Extending patent exemption on medicines for LDCs

The World Health Organisation (WHO) estimates that nearly a third of the world's population lacks access to the most basic essential medicines, while in the poorest parts of Africa and Asia this figure climbs to a half. Total health expenditures range from 1.9 per cent of gross domestic product (GDP) in Equatorial Guinea to 15.2 per cent of GDP in the United States. On average, low-income countries spend 5.4 per cent of GDP on financing healthcare systems whereas high-income countries spend more than 11 per cent of GDP on health.

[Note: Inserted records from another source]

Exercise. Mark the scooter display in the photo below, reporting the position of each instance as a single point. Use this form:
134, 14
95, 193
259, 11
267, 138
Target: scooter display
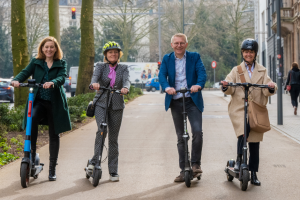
96, 174
29, 169
188, 172
243, 173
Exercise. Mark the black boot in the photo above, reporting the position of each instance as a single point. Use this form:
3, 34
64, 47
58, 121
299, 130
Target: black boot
33, 158
254, 179
52, 175
238, 162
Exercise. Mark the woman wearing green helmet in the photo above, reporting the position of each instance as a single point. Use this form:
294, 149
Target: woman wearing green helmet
110, 74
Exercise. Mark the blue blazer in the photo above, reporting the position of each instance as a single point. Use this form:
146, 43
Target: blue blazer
195, 75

On average, 30 per cent of the world population lacks access to life-saving medicines. In some countries in Asia and Africa, the number may be as high as 50 per cent (Roger Bate, 2008). Many developing countries, including some member countries of the Organisation of Islamic Cooperation (OIC), have insufficient or no manufacturing capacities in the pharmaceutical industry. Local industry covers a tiny fraction of domestic pharmaceutical demand and they rely heavily on import and medicinal aid.
The disparities are also significant in terms of healthcare workers. There are 2.8 physicians per 10,000 inhabitants in low-income countries compared with 28.6 in high-income countries. Likewise, low-income countries have about 13 hospital beds per 10,000 inhabitants whereas the average for high-income countries is 59.52.
Other challenges include world-wide shortages of trained health professionals, inability to obtain access to any health care or medicines, infrastructure problems impeding delivery of health care, lack of clean water, lack of obstetric and neo-natal care, corruption causing diversion of health funding, and other fundamental issues.
The expenses on medicines accounts for a major proportion of health costs in developing countries. This means that access to treatment is heavily dependent on the availability of affordable medicines. The trade in medicines takes place between wealthy countries, with developing countries accounting for just 17 per cent of imports and 6.0 per cent of exports. It is estimated that one-third of the developing world's people are unable to receive or purchase essential medicines on a regular basis.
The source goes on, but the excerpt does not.